Obwohl sein Tonfall ruhig war, war die von ihm ausgehende Drohung unübersehbar.
"..."
Wangchen Siming zögerte einen Moment.
Nach kurzem Überlegen traf sie eine sehr weise Entscheidung und sagte: „Da du eine tiefe Verbindung zum Dämonenlord Chonglou hast, werde ich dir aus Respekt vor dem Dämonenlord einige Frostmark-Quellseelen geben. Komm mit mir!“
Li Yaos Stärke ist furchterregend. Wenn sie weiter gegen ihn kämpft, ohne an ihr eigenes Wohl zu denken, wird sie nur die Konsequenzen tragen müssen.

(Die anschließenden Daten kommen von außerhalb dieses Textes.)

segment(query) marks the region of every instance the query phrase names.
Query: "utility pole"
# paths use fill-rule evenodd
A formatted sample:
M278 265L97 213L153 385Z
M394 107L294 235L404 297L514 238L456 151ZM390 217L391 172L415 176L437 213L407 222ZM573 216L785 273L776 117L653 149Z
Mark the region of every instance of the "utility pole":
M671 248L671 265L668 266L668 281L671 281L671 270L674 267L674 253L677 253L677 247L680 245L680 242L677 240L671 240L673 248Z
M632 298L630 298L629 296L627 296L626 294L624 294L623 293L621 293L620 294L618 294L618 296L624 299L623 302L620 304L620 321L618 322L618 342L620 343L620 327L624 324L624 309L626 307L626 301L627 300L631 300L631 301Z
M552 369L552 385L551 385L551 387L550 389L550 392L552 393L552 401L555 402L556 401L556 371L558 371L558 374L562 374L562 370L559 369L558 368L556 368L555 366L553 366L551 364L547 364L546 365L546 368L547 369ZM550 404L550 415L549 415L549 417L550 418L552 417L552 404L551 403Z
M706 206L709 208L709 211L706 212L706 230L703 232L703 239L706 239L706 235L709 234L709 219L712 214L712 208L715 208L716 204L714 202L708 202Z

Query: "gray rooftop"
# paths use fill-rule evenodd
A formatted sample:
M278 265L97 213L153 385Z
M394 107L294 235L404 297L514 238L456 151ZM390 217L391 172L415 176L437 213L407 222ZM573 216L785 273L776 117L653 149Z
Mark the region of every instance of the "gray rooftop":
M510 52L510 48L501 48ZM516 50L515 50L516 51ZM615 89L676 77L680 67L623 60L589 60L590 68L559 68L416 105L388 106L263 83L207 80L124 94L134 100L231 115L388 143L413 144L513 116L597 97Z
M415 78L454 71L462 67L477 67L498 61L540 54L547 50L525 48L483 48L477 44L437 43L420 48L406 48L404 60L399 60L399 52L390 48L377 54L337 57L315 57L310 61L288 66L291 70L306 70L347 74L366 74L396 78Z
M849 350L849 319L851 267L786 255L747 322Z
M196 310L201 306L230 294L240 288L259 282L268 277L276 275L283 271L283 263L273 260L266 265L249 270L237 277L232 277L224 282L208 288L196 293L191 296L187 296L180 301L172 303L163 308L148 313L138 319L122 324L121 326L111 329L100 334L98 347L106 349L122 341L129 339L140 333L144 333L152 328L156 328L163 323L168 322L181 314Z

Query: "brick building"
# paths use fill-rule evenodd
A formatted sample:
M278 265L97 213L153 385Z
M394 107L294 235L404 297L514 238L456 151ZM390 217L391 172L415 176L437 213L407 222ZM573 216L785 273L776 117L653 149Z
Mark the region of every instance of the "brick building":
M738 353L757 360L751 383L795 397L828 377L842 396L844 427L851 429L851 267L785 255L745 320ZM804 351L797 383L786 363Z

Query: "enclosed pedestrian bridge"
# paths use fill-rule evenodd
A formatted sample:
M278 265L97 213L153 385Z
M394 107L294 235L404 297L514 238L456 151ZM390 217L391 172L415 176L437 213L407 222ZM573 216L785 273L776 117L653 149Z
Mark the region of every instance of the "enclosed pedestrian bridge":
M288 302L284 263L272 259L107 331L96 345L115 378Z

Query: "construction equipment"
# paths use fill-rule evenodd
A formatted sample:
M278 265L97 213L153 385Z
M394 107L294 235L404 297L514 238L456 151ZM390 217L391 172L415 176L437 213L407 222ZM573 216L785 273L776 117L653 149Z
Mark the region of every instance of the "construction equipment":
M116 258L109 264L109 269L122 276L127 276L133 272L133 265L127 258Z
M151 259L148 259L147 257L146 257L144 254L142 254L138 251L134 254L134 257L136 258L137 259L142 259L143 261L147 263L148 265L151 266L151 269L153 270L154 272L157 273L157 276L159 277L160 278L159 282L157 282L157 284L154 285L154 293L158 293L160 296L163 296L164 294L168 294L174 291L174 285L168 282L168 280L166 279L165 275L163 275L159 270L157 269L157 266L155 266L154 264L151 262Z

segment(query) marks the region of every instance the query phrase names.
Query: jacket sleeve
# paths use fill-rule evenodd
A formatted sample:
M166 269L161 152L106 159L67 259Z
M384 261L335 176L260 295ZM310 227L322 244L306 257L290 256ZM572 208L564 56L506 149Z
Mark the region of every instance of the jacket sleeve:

Außerdem wollte Li Yao nur ein paar Frühlingsseelen, also würde ihr kein Verlust entstehen.
Daher blieb ihr nichts anderes übrig, als Li Yaos Bitte zuzustimmen.
Sobald sie ausgeredet hatte, bewegte sie sich und schwebte in eine Richtung.
"Gehen!"
Li Yao und Xiao Bai wechselten einen Blick, lächelten sich schwach an und folgten dann einander.
Kurz darauf folgten der Himmlische Geisterkönig und der Unsterbliche im Buch.
Die Wuhuan zögerte einen Moment, folgte dann aber schließlich.
Die Menge folgte Wangchen Siming von der hohen Plattform hinunter.
Plötzlich hatten sie das Gefühl, eine Barriere durchbrochen zu haben, und die Szenerie vor ihnen veränderte sich drastisch.
Hier ist es nicht mehr dunkel und düster.
Nicht weit entfernt steht ein hoch aufragender Lotusbaum.
Der Lotusbaum schimmerte in einem bläulichen Licht, das in alle Richtungen strahlte.
Auf dem Wasser unter dem Baum schwebten Lotusblumen, deren Blütenblätter im blauen Licht schimmerten.
Rund um den Lotusbaum wachsen viele Zwergbäume, die nur Äste, aber keine Blätter haben.
Vor dem Lotusbaum befindet sich ein kleineres Quadrat.